Figure 6: Qualitative reconstruction comparison: SD-VAE-based reconstruction retains the highest fidelity, especially in text and fine texture details, relative to VA-VAE and RAE-based spaces.
Figure 7: Visualization of training at various iterations. SFD displays clear structures and high-fidelity details much earlier in training, demonstrating rapid convergence versus other models.
Further visualizations for diverse ImageNet classes show detailed, semantically coherent synthesis (Figures 8–16).
Theoretical and Practical Implications
The SFD paradigm provides strong evidence that explicit semantic–texture disentanglement, coupled with asynchronous denoising, is a critical factor for efficient generative modeling with diffusion transformers. By aligning the generative process with the coarse-to-fine nature of image synthesis—semantics as prior, textures as refinement—SFD achieves both superior generative quality (state-of-the-art FID, sFID) and computational efficiency (fast convergence, minimal FLOPs overhead).

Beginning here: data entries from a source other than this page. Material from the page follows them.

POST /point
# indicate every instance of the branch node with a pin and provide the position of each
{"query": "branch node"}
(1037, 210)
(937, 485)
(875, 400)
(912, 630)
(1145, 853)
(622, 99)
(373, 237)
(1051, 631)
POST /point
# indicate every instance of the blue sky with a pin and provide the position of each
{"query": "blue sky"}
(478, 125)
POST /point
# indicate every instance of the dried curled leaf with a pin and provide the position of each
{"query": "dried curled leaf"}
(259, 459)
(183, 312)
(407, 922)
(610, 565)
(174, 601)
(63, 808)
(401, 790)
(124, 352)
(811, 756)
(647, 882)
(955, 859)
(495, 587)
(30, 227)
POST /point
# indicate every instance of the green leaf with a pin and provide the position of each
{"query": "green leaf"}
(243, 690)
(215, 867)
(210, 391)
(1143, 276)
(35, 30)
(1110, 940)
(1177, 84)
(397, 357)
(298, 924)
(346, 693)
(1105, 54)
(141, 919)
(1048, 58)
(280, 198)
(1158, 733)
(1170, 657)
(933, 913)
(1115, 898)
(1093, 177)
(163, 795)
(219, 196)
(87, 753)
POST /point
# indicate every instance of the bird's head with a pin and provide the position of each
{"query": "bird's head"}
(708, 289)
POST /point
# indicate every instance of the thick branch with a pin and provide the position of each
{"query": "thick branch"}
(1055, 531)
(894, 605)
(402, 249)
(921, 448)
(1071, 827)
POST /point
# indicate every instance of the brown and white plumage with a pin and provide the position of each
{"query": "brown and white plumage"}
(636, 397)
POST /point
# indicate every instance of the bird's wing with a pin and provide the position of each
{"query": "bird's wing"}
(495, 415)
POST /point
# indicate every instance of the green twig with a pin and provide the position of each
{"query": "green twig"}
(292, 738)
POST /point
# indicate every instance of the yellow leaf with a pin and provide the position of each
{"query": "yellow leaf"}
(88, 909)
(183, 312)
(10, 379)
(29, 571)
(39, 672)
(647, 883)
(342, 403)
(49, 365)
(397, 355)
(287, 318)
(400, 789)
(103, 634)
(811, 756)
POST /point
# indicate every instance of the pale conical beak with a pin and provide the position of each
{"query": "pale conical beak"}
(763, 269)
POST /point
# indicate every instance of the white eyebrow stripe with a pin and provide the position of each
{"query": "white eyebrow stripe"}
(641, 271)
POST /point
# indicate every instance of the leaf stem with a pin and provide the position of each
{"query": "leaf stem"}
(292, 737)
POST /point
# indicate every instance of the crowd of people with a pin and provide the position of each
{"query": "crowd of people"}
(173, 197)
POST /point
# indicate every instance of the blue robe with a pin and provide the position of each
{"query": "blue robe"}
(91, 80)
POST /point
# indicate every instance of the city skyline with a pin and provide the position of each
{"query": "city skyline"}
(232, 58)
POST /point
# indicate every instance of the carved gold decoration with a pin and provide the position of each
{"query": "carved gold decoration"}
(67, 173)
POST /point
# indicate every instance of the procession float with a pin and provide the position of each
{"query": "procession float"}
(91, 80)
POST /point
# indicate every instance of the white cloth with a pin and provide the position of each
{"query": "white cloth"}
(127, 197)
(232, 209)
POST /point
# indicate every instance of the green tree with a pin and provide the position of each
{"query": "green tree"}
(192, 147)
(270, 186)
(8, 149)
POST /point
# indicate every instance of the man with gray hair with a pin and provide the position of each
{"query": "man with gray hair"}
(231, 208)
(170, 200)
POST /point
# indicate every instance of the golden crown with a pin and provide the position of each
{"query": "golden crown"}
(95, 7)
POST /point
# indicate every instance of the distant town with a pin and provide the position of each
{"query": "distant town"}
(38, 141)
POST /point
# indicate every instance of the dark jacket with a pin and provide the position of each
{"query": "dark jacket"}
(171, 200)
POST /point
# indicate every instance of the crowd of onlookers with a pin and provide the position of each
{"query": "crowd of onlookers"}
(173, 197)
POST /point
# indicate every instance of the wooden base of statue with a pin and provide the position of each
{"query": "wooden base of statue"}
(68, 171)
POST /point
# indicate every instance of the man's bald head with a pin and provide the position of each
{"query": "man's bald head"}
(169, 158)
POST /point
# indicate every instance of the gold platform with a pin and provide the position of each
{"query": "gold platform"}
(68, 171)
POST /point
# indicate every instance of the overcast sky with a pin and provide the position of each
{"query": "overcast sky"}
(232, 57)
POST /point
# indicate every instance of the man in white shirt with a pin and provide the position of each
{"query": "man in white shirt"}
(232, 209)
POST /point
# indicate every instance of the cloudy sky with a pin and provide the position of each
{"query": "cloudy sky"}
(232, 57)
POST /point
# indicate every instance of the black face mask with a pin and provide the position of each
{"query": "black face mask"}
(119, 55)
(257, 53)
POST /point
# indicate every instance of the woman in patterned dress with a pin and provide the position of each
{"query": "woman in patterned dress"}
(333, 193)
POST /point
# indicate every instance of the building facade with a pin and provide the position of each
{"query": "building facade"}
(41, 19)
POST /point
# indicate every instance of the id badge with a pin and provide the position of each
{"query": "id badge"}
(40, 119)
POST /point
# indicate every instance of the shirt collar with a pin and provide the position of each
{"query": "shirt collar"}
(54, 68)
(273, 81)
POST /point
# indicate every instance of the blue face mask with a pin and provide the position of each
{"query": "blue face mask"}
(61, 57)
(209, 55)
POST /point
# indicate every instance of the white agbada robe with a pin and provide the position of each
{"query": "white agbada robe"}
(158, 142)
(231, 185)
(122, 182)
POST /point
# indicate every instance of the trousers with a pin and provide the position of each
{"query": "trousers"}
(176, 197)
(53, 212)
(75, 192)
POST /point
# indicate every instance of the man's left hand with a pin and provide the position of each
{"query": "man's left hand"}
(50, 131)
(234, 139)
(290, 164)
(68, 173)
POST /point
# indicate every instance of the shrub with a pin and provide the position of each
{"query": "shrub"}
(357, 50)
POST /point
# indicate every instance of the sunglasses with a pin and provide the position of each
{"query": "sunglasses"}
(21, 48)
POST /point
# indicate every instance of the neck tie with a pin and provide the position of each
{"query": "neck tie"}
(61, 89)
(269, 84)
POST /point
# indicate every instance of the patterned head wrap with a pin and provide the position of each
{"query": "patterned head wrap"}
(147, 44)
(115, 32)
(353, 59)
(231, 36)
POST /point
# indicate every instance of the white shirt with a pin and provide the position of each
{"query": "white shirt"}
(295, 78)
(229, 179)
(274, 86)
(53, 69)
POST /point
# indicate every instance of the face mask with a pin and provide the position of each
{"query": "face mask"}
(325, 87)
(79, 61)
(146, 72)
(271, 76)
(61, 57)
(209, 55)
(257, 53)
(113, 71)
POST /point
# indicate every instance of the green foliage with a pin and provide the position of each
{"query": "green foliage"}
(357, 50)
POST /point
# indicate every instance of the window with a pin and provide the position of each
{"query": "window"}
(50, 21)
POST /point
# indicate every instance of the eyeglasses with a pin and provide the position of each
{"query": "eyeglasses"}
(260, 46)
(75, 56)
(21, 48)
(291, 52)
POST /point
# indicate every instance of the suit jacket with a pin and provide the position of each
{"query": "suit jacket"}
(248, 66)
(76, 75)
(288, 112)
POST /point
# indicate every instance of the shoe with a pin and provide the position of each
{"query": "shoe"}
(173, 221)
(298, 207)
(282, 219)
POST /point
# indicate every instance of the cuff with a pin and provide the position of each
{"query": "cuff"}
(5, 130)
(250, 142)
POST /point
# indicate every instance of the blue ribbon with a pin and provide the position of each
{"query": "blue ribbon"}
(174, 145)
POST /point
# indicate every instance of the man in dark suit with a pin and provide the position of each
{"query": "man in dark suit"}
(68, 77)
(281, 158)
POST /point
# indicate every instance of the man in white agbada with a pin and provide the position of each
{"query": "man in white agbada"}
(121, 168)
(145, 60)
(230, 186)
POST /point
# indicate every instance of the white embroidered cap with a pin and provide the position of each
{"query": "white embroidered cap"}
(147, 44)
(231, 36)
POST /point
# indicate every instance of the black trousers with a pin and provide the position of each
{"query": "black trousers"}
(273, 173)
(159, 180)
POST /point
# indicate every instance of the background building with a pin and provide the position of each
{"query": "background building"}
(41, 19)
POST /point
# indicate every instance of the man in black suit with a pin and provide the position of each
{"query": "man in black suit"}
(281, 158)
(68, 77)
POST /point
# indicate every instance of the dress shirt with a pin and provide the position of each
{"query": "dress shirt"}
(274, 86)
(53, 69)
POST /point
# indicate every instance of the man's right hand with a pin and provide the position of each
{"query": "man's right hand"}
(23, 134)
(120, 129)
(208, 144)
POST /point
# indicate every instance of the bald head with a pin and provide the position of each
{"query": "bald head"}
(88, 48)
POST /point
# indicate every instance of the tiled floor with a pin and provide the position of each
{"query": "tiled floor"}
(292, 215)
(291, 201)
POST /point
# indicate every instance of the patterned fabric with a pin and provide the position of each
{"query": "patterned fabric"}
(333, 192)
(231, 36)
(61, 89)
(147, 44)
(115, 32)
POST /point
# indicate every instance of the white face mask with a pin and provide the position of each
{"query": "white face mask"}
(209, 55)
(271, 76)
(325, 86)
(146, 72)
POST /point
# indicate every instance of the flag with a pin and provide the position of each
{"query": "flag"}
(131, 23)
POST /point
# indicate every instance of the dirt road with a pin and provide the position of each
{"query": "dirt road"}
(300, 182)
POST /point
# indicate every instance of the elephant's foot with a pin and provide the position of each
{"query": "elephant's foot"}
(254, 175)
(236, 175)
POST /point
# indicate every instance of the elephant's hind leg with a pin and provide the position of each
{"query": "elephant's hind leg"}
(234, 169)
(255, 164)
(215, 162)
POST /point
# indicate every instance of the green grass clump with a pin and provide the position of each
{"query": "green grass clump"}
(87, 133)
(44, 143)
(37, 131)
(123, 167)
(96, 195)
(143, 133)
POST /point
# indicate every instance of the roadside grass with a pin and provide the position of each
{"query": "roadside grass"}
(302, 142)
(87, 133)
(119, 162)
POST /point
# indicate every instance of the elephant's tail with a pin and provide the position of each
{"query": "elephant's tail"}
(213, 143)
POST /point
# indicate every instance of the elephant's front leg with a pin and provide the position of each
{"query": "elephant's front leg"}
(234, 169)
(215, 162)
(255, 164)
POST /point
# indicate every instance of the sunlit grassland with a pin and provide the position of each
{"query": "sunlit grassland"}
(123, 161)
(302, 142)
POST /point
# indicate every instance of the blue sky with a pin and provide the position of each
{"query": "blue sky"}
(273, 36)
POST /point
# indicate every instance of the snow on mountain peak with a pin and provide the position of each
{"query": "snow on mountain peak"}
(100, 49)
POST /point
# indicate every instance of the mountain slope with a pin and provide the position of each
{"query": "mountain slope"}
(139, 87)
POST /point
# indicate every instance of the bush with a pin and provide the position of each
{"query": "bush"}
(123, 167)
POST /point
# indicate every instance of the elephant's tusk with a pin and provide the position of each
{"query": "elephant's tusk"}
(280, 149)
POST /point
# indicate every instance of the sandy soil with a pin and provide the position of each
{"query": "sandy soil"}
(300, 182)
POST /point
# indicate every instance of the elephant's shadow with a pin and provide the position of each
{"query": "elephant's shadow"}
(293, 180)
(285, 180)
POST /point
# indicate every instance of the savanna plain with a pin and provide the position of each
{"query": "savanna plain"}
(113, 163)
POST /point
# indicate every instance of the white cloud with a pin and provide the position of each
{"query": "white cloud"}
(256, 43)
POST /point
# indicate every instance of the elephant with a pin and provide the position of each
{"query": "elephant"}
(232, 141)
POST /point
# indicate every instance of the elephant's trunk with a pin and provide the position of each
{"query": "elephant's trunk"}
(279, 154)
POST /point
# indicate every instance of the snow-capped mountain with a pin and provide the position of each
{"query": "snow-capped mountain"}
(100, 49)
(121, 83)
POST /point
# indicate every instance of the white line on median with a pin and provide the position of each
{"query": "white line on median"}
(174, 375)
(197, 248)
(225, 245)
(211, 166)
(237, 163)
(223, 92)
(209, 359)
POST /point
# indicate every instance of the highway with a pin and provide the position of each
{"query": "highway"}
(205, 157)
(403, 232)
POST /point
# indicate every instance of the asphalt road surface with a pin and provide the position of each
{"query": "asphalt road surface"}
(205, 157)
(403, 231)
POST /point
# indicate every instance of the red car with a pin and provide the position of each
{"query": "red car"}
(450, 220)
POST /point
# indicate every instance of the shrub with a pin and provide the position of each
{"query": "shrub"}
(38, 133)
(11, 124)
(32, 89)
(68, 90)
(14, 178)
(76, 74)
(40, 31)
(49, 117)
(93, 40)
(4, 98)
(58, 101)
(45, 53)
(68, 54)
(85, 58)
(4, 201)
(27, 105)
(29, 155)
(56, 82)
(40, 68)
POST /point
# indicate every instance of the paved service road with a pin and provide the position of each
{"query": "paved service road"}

The framework is generally extensible to other modalities or tasks where hierarchical signal formation is present. Its disentanglement facilitates future research on compositionality, editability, conditional controls, and interpretable inference. Potential work includes dynamic scheduling for Δt, applications to text-to-image/video, or elimination of the auxiliary alignment loss for even cleaner optimization.
Conclusion
Semantic-First Diffusion (SFD) implements an asynchronous latent diffusion scheme that prioritizes explicit semantic denoising for rapid, high-fidelity generative modeling. The evidence substantiates that coarse semantic scaffolding is critical for sample quality and that asynchronous evolution of semantics and textures harmonizes optimization and generation. This approach establishes a promising avenue for further research into hierarchical, representation-level asynchronous denoising in generative modeling.